Yes, many mothers of the brides would have purchased that bedazzling dress many moons ago, but not me. First and foremost, I hate shopping....a virtually life long distain for walking through perfume clogged air, florescent lights, racks and racks of clothes and tile floors. It goes back to the days of Mother calling me from a friendly game of stickball on the street, to "go shopping." Ugh, I'd trudge up the street into the 1959 Ford and off we'd go to Lord and Taylors or Best and Company. There I'd stand for hours as Mother stood at the glass counter case purchasing perfectly formed nylon stockings. The retail clerk, turning to an array of drawers, opening one and taking out a box filled with tissue papered nylon stockings. (Mother always paid more for the ones without the seam down the back.) The clerk would hold a pair up for Mother's inspection and as she pondered the right color and quality, I slid down the glass case front exhausted from standing for eternity and utter boredom. Purchase made but never carried home, that was for the UPS driver to do, we'd move onto MAKEUP...I can't relay what happened at that counter, forever blocking it out of my memory.

But yesterday, I knew it had to be done and so with my wonderful husband, off we went. After pulling into the Burnsville Mall parking lot, I handed the keys to Ted.

"Why give them to me? It's your car, you drive."

"No I don't want to drive home, I'll be too frustrated." With that he took the keys. Entering the mall, he reminded me that this wasn't shopping, it was a mission. Shopping is when you go out with your girlfriends and spend the whole day either buying everything or nothing. Really? My friends and I sit and buy coffee and laugh. Who knew?

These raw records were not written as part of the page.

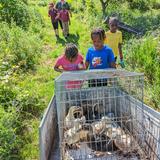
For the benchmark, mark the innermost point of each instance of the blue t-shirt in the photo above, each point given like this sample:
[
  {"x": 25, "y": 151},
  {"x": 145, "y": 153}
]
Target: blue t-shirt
[{"x": 100, "y": 59}]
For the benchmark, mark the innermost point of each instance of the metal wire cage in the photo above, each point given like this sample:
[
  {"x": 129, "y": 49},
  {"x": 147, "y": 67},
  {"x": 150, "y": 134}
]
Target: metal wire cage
[{"x": 101, "y": 116}]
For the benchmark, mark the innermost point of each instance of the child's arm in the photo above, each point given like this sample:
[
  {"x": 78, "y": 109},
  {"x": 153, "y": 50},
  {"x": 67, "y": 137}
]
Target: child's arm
[
  {"x": 58, "y": 64},
  {"x": 58, "y": 16},
  {"x": 49, "y": 13},
  {"x": 87, "y": 64},
  {"x": 56, "y": 68},
  {"x": 113, "y": 65},
  {"x": 111, "y": 59},
  {"x": 120, "y": 51}
]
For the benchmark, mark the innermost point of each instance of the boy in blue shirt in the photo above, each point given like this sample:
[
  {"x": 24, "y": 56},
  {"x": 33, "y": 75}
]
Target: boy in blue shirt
[{"x": 99, "y": 56}]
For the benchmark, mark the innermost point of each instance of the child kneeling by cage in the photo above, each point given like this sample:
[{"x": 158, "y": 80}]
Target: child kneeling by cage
[
  {"x": 99, "y": 56},
  {"x": 71, "y": 60}
]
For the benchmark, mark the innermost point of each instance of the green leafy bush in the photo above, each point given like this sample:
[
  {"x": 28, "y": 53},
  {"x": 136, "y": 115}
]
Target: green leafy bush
[
  {"x": 142, "y": 5},
  {"x": 10, "y": 142},
  {"x": 143, "y": 55},
  {"x": 14, "y": 11},
  {"x": 19, "y": 48}
]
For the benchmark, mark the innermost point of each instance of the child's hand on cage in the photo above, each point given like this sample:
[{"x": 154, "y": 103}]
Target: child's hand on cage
[{"x": 122, "y": 63}]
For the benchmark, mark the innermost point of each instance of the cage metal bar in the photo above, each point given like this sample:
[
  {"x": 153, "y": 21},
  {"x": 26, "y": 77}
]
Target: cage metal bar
[{"x": 111, "y": 120}]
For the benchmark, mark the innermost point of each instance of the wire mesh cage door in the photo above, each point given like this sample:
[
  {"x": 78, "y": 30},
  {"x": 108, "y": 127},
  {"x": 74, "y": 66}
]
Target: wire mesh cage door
[{"x": 101, "y": 116}]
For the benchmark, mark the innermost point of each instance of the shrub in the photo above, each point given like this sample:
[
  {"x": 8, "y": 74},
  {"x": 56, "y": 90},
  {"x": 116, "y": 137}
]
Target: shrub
[
  {"x": 10, "y": 142},
  {"x": 142, "y": 5},
  {"x": 143, "y": 55},
  {"x": 15, "y": 11},
  {"x": 19, "y": 48}
]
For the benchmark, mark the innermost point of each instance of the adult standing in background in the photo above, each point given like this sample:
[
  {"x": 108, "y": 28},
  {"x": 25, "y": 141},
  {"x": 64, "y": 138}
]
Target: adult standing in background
[{"x": 63, "y": 4}]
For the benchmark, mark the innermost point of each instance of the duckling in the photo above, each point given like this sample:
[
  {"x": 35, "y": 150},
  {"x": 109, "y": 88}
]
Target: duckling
[
  {"x": 74, "y": 118},
  {"x": 74, "y": 122},
  {"x": 67, "y": 156},
  {"x": 102, "y": 125},
  {"x": 101, "y": 143},
  {"x": 91, "y": 111}
]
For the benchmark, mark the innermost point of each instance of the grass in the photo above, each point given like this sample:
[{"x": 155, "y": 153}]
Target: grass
[{"x": 41, "y": 81}]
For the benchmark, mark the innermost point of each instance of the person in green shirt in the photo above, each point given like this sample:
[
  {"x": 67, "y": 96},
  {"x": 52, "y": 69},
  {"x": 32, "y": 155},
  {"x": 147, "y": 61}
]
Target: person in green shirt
[{"x": 60, "y": 5}]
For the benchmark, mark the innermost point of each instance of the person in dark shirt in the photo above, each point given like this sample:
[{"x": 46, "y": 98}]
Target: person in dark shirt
[
  {"x": 62, "y": 4},
  {"x": 63, "y": 15},
  {"x": 53, "y": 14}
]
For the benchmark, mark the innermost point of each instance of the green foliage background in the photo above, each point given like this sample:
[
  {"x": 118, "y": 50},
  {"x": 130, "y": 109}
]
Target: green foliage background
[{"x": 28, "y": 50}]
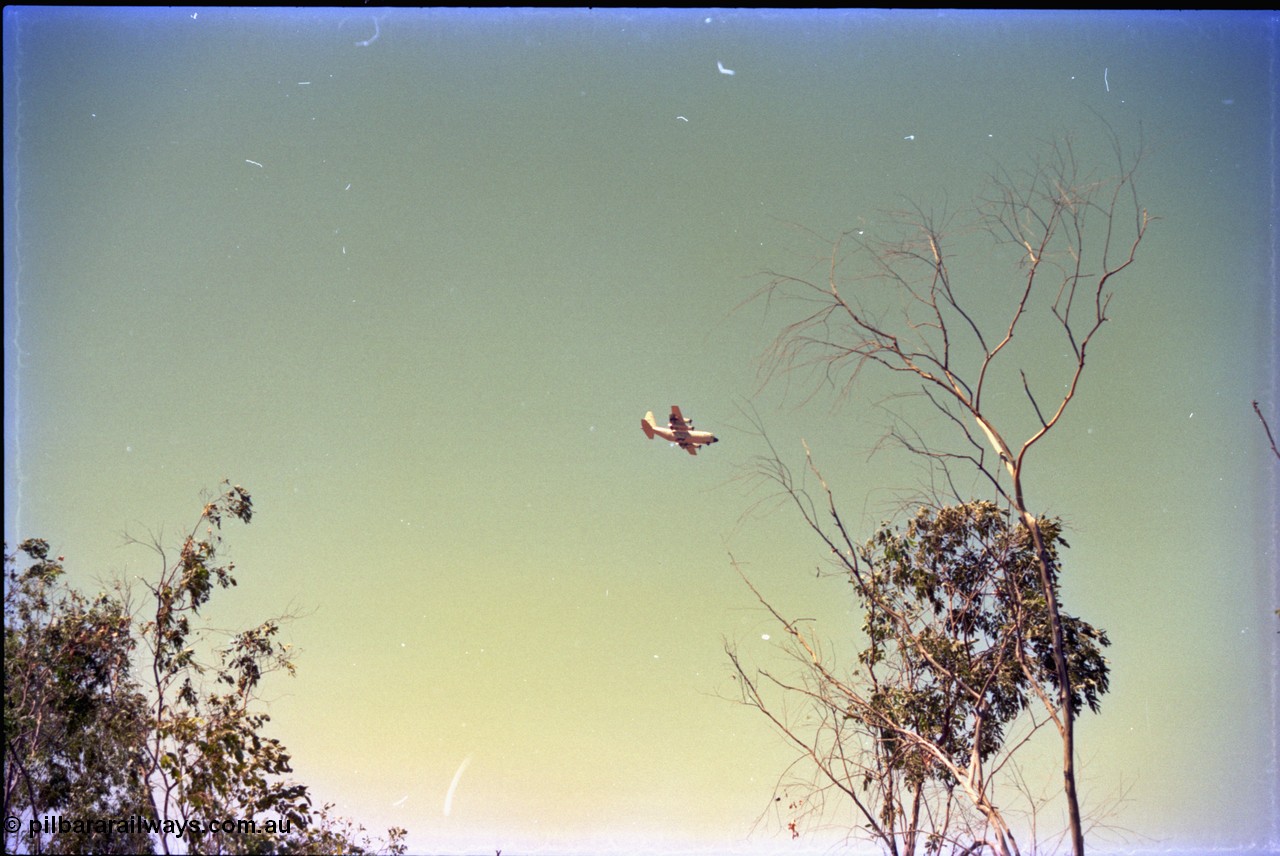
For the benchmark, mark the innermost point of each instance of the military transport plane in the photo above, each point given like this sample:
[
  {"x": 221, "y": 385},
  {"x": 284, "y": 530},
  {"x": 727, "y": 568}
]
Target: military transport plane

Going from one department store to another it became apparent I would have to go to a specialty store. The taylored, simple dress I envisioned for my mind's eye 30 something body wasn't there. Not even the taylored, simple dress for the really almost 60 year old square body wasn't available. It was back in the car and off to David's Bridal and another world.



Opening the door to David's Bridal, I was almost stampeded by five young women laughing and cahorting as bridesmaid do, they too had probably just purchased dresses they will wear again... sure they will. As my eyes adjusted to the light and all the white wedding dresses, I heard Paul Anka telling me this was the time of my life. Ted and I made our way to the rack of mother of the bride dresses for bigger mommas, we did spot some very nice ones. Whew, it would most likely be the last stop. After discussing a few, I chose two to try on. A very nice young lady escorted me to a dressing room and waited outside with Ted. I liked the feel of the dress, a soft green with beading and a three quarter sleeve jacket. The full length skirt felt a bit snug but I liked the movement of it. Stepping out of the room and up onto the platform I looked at the woman in the mirrors, yes that's right mirrors. From every conceivable angle I saw...me. The young lady continued to chatter with me, I kept looking at Ted for a reaction. He sat motionless for a few minutes and finally said, "I like the dress on you, perhaps the next size would look better, it would flow better."

"Ah, you mean, this is too tight and shows all my rolls?" At that the young lady excused herself to "get something."

My husband, my dearest husband stepped up to me, took both my hands in his, looked at me with his wonderful blue eyes and said," I'm going to order that Chuck Norris exercise equipment, now that we have room for it since we cleaned up the upstairs hallway and you're going to exercise like crazy to get down to that girlish size 14. You know we haven't exercised all summer and all that ice cream and stuff we've been eating...."

"I can't believe you are saying that to me now...I mean, and I trailed off.

"I'll go get the next size", he whispered.

He did and I tried it on and after alterations to take it in which cost more than the dress, plus the slip and the shoes, the shopping, I mean the mission was done. Everything will be picked up Sept. 1, plenty of time for the wedding three days later.